Senza infamia né lode, dunque. Passiamo poi al nostro benemerito PDR, ovvero
Sergio Mattarella. Qui la faccenda si fa molto complicata, soprattutto per quanto riguarda gli ultimi avvenimenti. Da un lato, si può pienamente affermare che quanto tentato dal Presidente è stato
legittimo, come scritto anche dalla Costituzione, quindi le critiche a livello istituzionale son davvero
squallide e pittoresche. Dall’altra, però, politicamente
la strategia non è stata proprio delle migliori. Se non si fosse risolta la situazione si sarebbe andati a nuove elezioni. E a stravincere sarebbero state Lega e 5 Stelle, mossi sempre da quella “protesta” che fa parte del loro DNA. Di questo, però, Mattarella se n’è subito reso conto, e come una sorta di
“auto-punizione” (quella di cui parlavamo prima) ha ovviato alla situazione.
E i perdenti?
Passiamo alle note dolenti:
Partito Democratico e
Forza Italia. Se avete intenzione di far fallire un’impresa in poco meno di
quattro anni, chiamate
Matteo Renzi. Lui riuscirebbe a far fallire anche la
Goldman-Sachs. Il passo che il partito ha compiuto dalle Europee al 4 Marzo è stato un
lancio in picchiata. Il PD ha raccolto il suo peggior risultato nella storia politica: un misero
18%. Ciò ha portato alle dimissioni di Renzi, ma non lo ha frenato (purtroppo). L’ego dell’ex sindaco fiorentino è troppo smisurato per farsi da parte. Non si rende minimamente conto che gli italiani, ormai, lo vedono come una sorta di
“burattino” nelle mani delle banche e dell’Europa stessa. Sembra che il nuovo segretario,
Maurizio Martina, abbia un po’ risollevato le sorti del partito, ma ad oggi il PD è una vera e propria
polveriera. Tutto grazie al “saccente” fiorentino, che preferisce parlare di spread invece di scendere in piazza con gli operai. Capitolo a parte merita
Forza Italia. Qui parliamo del declino di un vero e proprio
impero, che ha ammaliato (con le televisioni) gli occhi degli italiani per oltre un ventennio, e che ora (vuoi per vecchiaia, vuoi per inadeguatezza) si trova costretto a cedere il passo.
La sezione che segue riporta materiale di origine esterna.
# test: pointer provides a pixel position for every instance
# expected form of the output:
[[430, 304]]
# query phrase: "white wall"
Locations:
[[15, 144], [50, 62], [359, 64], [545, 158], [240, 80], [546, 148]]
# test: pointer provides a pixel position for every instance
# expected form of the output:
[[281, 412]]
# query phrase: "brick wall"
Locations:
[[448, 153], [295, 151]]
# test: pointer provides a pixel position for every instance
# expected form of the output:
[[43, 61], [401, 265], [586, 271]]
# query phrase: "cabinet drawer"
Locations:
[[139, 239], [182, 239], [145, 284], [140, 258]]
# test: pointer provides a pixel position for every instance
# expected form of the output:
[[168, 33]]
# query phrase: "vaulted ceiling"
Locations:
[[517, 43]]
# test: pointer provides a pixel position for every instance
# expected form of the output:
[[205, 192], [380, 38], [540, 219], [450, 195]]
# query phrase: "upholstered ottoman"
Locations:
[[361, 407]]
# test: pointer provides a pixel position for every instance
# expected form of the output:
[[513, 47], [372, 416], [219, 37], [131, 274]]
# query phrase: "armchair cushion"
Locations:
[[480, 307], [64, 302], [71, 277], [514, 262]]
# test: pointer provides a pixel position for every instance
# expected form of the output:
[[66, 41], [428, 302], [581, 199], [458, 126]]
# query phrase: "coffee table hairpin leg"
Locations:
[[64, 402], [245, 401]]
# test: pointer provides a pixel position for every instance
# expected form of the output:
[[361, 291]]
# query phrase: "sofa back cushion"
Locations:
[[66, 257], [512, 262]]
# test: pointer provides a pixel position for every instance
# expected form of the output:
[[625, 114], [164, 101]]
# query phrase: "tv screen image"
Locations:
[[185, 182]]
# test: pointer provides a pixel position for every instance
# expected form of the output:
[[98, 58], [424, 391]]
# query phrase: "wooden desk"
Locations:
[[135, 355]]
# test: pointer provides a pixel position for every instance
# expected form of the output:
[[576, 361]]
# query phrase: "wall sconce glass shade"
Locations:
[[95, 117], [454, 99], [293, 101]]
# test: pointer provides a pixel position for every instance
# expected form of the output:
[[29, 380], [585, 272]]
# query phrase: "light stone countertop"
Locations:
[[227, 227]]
Silvio Berlusconi è crollato. Il suo impero di centrodestra non esiste più, il nuovo proprietario è un uomo di 45 anni con la barbetta che prima lo ha affiancato, lo ha sfiancato e ne ha preso il posto.
Il vento, ormai, è cambiato. E Silvio non può far altro che restare a guardare. Un passaggio del testimone, lo definirebbe lui.
La fine di un’era, in modo più aspro, lo definiremmo noi.